The AAPS, which is outspokenly critical of the Affordable Care Act (ACA), has been hosting a series of workshops providing tips to physicians on how to move to cash-only practice and how to drop Medicare. The sessions are in high demand, said Dr. Jane Orient, AAPS executive director.
Dropping insurance and going cash only is a model that works not just for primary care physicians, but for lots of specialists too, she said, including surgeons. It can be harder to do in fields like neurology where most of the patients are older and the procedures are expensive, she added.
Although the number of physicians who are opting out of Medicare is still small, the momentum is growing, Dr. Orient said. "I think some of the physicians who do it want to stay under the radar, particularly with Medicare."
Federal officials have acknowledged the trend, but said it is not impacting access to care. A recent analysis from the Health and Human Services department shows that about 650,000 physicians participate in the Medicare program nationwide. In 2012, 90.7% of physicians were accepting new Medicare patients, up 87.9% in 2005, according to the report.
Dr. Lee H. Beecher, a psychiatrist and addiction specialist in St. Louis Park, Minn., said he also maintains a cash-only practice. He stopped accepting all insurance, including Medicare, about 8 years ago.
The problem, he said, is that he started to feel like an employee of the insurance companies.
"I felt that the quality and nature of my practice was being challenged and actually subverted in many ways by the third-party payer system," said Dr. Beecher, who is also the president of the Minnesota Physician-Patient Alliance, a nonprofit think tank.
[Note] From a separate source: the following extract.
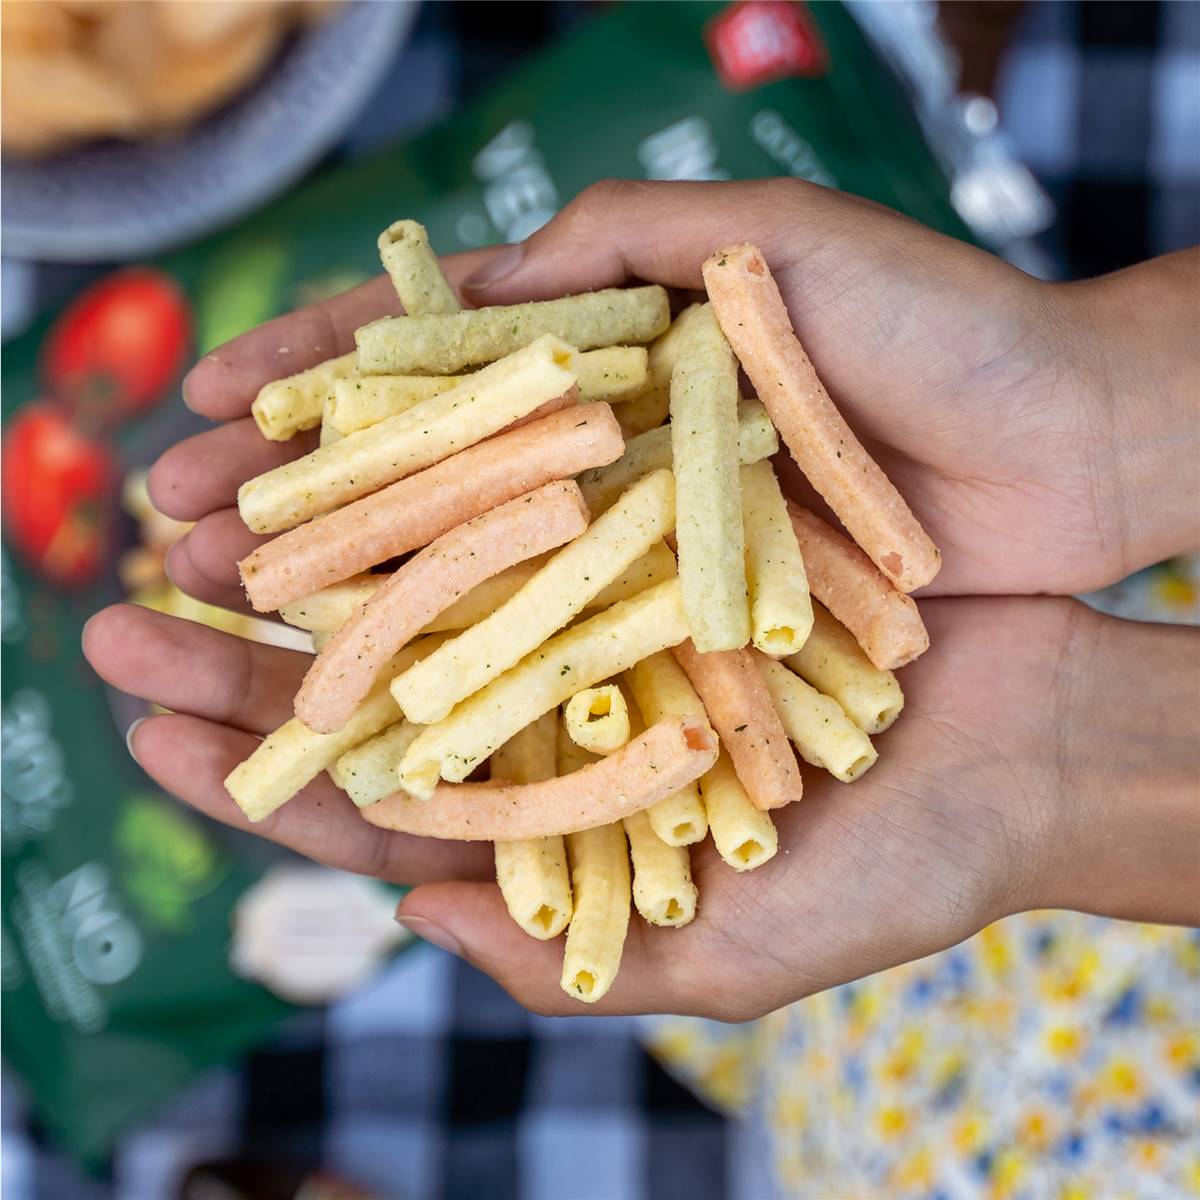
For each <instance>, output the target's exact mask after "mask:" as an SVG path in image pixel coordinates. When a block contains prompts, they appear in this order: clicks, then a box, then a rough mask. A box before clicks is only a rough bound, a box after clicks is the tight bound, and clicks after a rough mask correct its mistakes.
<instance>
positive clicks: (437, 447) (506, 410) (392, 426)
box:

The transition was pretty straightforward for him, Dr. Beecher said, because psychiatrists are paid basically for their time. Despite this, he said that it is difficult for patients to learn what psychiatric services cost. When patients asked around to find out the cost of psychiatric consultations and care at Minnesota’s large clinics, they were told that no one knew the actual cost and that the charge was determined by the patient’s insurance.
"Unless psychiatrists have direct pay practices, their fees are not visible to patients," Dr. Beecher said.
Prices on display
Price transparency is a big part of the appeal of the cash-only model, said Dr. Brian R. Forrest, a family physician in Apex, N.C., who started a direct primary care practice called Access Healthcare.
At Access, the prices for each type of office visit are displayed on a large menu in the waiting room. The most expensive visit is $59.
Patients who don’t want to pay a la carte can join the practice as "members." For a monthly membership fee of $39, a patient can come in for any reason and pay a $20 per visit fee. That fee includes most lab work.